Graham Reid | | 1 min read
Sometimes there is an eloquence and directness in simplicity: "Wild thing, you make my heart sing . . ."
Hard to improve on that.
Or this blunt sentiment by Joe Jones, a rhythm and blues singer from New Orleans who once had the gall to claim he wrote the classic Iko Iko for the Dixie Cups whom he managed. Wasn't the first time Joe had been dragged into court for claiming he'd written a classic, but let's give him his due.
He did take this song onto the charts -- and didn't claim it as his own. It was actually written by Reggie Hall who was Fats Domino's brother-in-law, and when Fats turned it down Joe had the sense to pick it up.
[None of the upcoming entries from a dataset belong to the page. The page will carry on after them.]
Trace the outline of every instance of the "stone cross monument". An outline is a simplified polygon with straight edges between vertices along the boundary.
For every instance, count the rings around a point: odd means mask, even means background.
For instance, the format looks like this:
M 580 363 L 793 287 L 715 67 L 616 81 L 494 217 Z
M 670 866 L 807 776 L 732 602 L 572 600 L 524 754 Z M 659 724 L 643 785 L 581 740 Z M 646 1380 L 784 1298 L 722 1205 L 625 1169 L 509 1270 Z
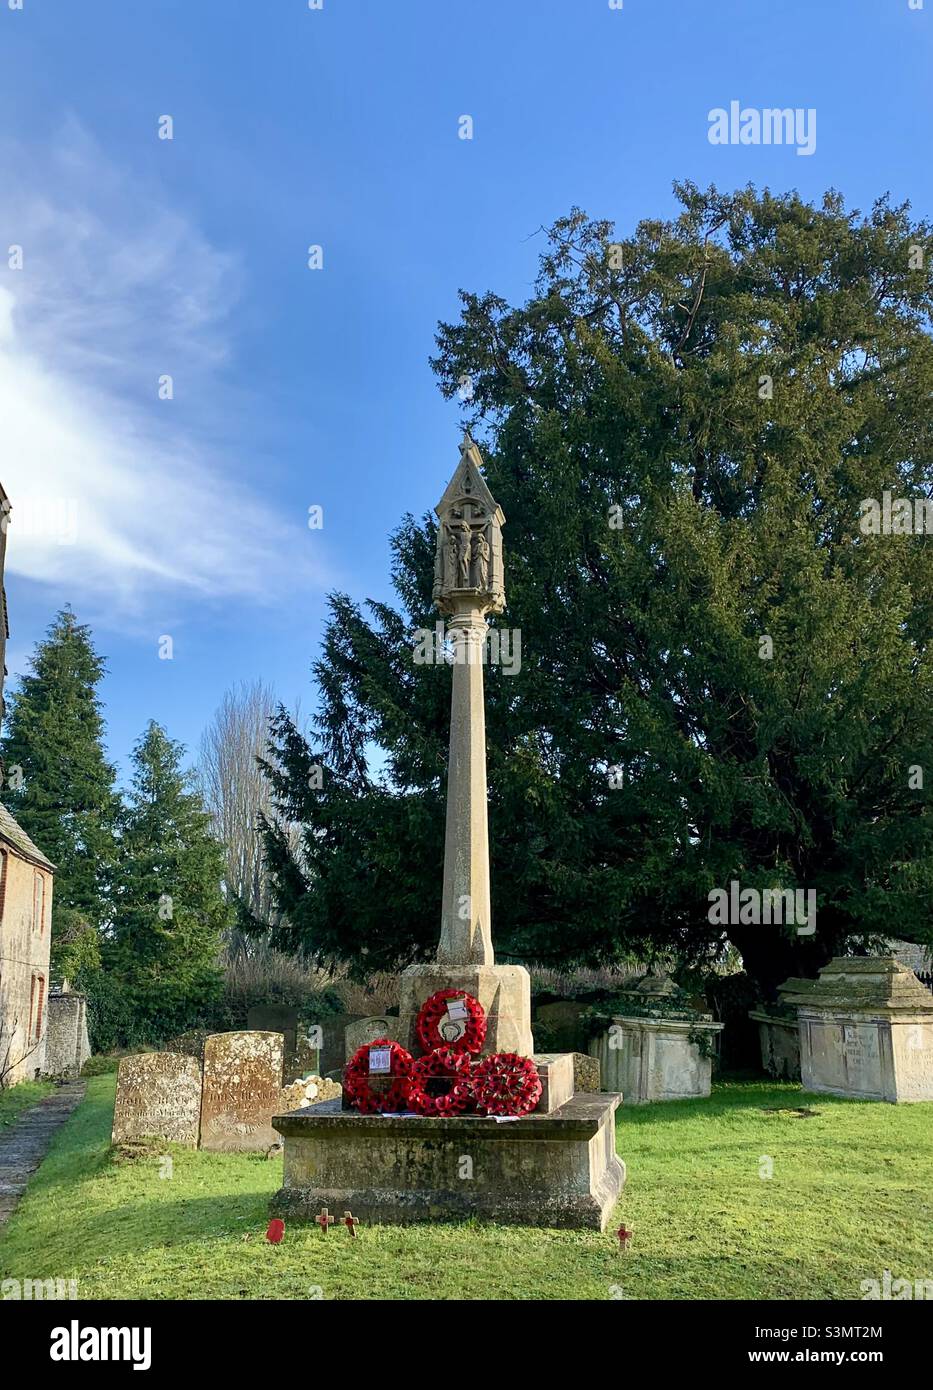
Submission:
M 434 602 L 447 618 L 453 649 L 444 888 L 436 963 L 401 977 L 401 1041 L 413 1046 L 414 1022 L 429 995 L 465 989 L 488 1020 L 484 1052 L 532 1053 L 528 972 L 497 966 L 492 949 L 486 718 L 483 661 L 486 614 L 505 608 L 505 517 L 482 476 L 469 431 L 460 463 L 437 504 Z
M 502 527 L 505 517 L 482 476 L 469 434 L 460 462 L 437 504 L 434 601 L 453 647 L 450 764 L 440 943 L 430 964 L 399 977 L 398 1041 L 420 1055 L 415 1027 L 438 990 L 464 991 L 486 1015 L 483 1053 L 534 1057 L 531 981 L 520 965 L 496 965 L 489 910 L 486 732 L 483 713 L 485 617 L 505 607 Z M 425 873 L 436 872 L 425 865 Z M 511 888 L 500 874 L 496 898 Z M 391 904 L 387 905 L 391 911 Z M 463 1007 L 451 1001 L 441 1036 L 456 1042 Z M 535 1057 L 542 1096 L 515 1124 L 486 1115 L 397 1116 L 342 1109 L 323 1101 L 278 1115 L 285 1164 L 277 1215 L 307 1221 L 322 1204 L 356 1212 L 367 1223 L 460 1220 L 604 1230 L 625 1181 L 615 1151 L 621 1097 L 574 1094 L 573 1057 Z M 466 1149 L 464 1146 L 466 1145 Z M 474 1180 L 463 1182 L 464 1152 L 476 1155 Z
M 434 602 L 447 618 L 454 654 L 447 770 L 444 896 L 437 959 L 492 965 L 489 835 L 486 817 L 486 714 L 483 657 L 487 613 L 505 607 L 502 508 L 480 474 L 469 434 L 460 466 L 437 504 Z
That was in '58, but the record did nothing.
Two year later he re-recorded it and it went into the top five in the US.
And although often written off as a novelty song, there's something slightly Jamaican dancehall and calypso about the great Harold Battiste's arrangement . . . and Joe's delivery is that of a worn-down man who is just, like, soooo over it.
Jeez, he's had to listen to this woman goin' on and on and on . . .
And of course (because that's what it was like on the charts in those days) there was an answer song: Martha Nelson (on the same label) weighed in with I Don't Talk Too Much.
Joe never had another hit but -- because he never saw proper money from his hit -- was a longtime advocate of artists' rights (there's an irony there, right?) and he died in '05 age 79.
You pity his poor wife Marion.
Anytime she started in on something, she must have known what Joe was thinking.